The learning experience in the Visual Rhetoric course helped too. “All that I learned in the course allowed me to mark each step of this journey,” says Rupi. “I think it gave me the confidence I needed to stand by my work – from dealing with the critics and the supporters. It gave me a very grounded perspective on everything that was happening and I was able to keep my head up.”

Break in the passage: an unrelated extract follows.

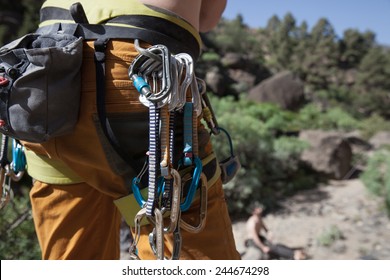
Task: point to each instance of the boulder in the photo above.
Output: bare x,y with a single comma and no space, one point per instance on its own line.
380,139
284,89
329,153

Already with a strong social media presence before her Period. project went viral in late March, Rupi’s Instagram following increased from about 35,000 to 189,000 since then. Here she comments on the conundrum of using social media:
Is it worth the fight? For me it is. Because I use Instagram for work purposes. That is where I share my work as an artist, promote my book, and much more. It’s helped me establish myself as a writer so getting rid of my account and leaving Instagram would be damaging to my art. I am spreading a message of social change, and it’s ironic that I’m doing that through a platform which is problematic. But so many things these days are. Our institutions, our cities, the list goes on. We have to make the change. If we let it go then no change will happen. I think it’s about creating a fine balance between how much we use social media and for what purposes.”
It’s allowed me to expand my horizons. It’s given me the tools I need to think through multiple perspectives at once, which is something you need to be doing as a writer. Anytime I write a poem I look at it from many lenses. I want to create work that is universal so I have to ask myself: Is this work inclusive? Is it offensive to any minority group? What does this work mean in a larger global context? So on and so forth. My major has allowed me to answer these questions effectively, which has helped advance my artistic endeavours. It’s also given me the chance to learn videography and graphic design, which I use in my art daily.”